E.g. Global static variables, static classes with public instance variables, singleton objects, environment variables, configuration objects, amount of data/state shared with in a clustered application.
As the application grows in size and complexity (think multiple moving parts within the program and the program runs in clustered environments), having lots of global mutable state makes it impossible to predict the program’s next state at a given time, especially if you are in troubleshooting mode. To makes things even worst you will not have control of state changes.
Now I’m not going to be an idealist and say we shall have a zero global state! Because it’s not practical. But it’s reasonable to say we need keep it to a minimum.

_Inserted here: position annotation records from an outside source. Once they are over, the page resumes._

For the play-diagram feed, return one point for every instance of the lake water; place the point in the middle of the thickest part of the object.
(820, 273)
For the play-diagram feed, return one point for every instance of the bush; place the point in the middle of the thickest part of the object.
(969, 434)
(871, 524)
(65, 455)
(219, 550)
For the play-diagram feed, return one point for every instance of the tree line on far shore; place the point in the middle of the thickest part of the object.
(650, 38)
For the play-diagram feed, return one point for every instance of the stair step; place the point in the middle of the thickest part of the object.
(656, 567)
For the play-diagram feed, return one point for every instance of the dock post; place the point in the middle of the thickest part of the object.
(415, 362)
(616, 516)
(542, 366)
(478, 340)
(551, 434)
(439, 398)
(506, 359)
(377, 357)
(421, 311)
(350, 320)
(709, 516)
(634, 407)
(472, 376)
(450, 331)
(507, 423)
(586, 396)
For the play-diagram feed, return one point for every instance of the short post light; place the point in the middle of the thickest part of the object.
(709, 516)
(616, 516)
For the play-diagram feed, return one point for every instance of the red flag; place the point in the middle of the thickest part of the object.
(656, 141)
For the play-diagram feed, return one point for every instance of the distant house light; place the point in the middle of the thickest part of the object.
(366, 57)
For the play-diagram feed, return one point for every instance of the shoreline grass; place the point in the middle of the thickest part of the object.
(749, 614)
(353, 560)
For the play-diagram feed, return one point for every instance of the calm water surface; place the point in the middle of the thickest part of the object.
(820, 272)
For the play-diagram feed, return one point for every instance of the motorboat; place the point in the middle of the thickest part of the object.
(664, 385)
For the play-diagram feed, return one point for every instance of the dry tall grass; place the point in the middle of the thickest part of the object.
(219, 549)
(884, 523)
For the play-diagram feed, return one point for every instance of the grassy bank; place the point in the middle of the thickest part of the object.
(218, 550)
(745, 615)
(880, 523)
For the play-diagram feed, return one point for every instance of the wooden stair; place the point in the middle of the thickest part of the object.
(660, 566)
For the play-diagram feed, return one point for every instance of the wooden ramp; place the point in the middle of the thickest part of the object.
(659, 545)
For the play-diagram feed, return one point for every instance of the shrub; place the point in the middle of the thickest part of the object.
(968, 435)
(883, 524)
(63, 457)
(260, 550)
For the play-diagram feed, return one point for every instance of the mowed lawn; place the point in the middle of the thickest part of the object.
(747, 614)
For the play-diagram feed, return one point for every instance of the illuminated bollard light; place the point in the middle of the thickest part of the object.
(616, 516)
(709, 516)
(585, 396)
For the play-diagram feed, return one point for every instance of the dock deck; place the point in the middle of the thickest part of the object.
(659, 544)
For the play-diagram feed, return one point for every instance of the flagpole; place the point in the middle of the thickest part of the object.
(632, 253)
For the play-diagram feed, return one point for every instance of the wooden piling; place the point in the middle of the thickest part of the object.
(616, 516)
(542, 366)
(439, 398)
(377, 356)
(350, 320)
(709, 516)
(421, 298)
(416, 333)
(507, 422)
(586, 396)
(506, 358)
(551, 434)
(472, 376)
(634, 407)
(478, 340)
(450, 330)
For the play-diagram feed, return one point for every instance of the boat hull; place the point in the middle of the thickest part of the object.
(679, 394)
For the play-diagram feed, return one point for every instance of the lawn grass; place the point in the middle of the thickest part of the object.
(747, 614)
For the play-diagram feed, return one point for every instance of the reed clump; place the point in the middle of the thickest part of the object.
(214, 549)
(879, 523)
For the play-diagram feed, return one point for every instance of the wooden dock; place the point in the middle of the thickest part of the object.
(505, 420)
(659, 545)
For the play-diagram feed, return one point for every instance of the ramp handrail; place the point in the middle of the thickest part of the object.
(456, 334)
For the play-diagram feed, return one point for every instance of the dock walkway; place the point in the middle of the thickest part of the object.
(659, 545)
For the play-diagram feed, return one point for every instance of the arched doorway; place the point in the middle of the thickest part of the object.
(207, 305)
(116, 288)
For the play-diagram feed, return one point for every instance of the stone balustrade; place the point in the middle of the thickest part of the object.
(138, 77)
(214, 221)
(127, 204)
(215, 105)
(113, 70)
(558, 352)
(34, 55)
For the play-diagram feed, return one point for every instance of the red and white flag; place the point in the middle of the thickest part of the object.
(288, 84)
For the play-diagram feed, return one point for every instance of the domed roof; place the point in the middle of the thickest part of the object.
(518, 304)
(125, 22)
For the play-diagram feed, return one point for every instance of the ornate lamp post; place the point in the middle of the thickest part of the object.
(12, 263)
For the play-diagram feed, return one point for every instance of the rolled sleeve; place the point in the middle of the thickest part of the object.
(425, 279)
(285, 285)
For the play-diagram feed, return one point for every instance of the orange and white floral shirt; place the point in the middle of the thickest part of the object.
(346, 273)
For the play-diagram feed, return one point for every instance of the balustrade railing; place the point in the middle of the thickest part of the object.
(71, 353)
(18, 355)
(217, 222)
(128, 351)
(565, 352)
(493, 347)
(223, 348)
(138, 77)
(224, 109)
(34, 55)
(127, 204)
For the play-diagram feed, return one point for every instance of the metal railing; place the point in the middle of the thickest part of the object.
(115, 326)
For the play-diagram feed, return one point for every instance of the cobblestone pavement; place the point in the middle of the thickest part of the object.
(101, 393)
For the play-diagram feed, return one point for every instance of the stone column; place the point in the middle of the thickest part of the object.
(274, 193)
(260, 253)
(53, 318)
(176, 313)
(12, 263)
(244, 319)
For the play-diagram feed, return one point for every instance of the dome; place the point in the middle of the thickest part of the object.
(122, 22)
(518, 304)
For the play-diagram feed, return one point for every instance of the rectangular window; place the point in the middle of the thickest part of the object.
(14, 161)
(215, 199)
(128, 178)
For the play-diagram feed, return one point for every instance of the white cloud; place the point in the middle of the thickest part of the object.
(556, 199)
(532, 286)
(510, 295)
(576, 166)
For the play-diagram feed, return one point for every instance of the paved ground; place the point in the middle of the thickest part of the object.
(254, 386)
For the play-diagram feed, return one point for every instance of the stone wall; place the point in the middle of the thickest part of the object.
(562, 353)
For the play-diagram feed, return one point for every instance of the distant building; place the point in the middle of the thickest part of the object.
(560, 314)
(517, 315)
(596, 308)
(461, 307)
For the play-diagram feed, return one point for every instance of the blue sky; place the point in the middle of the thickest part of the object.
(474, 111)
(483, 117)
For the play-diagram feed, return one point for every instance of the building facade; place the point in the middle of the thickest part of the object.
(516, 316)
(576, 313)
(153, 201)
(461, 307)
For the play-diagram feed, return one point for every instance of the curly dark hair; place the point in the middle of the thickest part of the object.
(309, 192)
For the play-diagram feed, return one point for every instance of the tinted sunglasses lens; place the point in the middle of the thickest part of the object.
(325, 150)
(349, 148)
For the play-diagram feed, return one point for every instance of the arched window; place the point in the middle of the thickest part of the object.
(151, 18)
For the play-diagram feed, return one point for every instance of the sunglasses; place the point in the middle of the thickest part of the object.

Rule #2: Use an Application Framework — Adhere to It’s Programming Model.
Most of the code we write (=~ 90%?) is about moving data around such as, [Get Data → Do something → Show in the GUI or put into storage]. What this means is we don’t deal with and in-fact don’t have to deal with concurrency directly. This is unless we are writing some special purpose code such as writing a framework/server-run-time of our own.
Every programming language and surrounding ecosystem provide higher level concurrency control constructs, therefore most of us don’t need to create threads manually (synchronized blocks / locks etc.). Most of these paradigms provide simple, component based programming models (e.g. Beans, Servlets, Controllers in J2EE/Spring) allowing application programmers to focus on business logic than boilerplate code.
Therefore, every time we feel like introducing a thread/synchronized block it’s always a good idea to take a step back and rationalize the need.
Rule #3 — Best Practices
Most of these one are just obvious and applies in a broader sense of software engineering. I don’t mean to provide an exhaustive list. But please comment, if I missed anything that needs to go here!
Data access patterns (e.g. Compute Heavy / IO Heavy)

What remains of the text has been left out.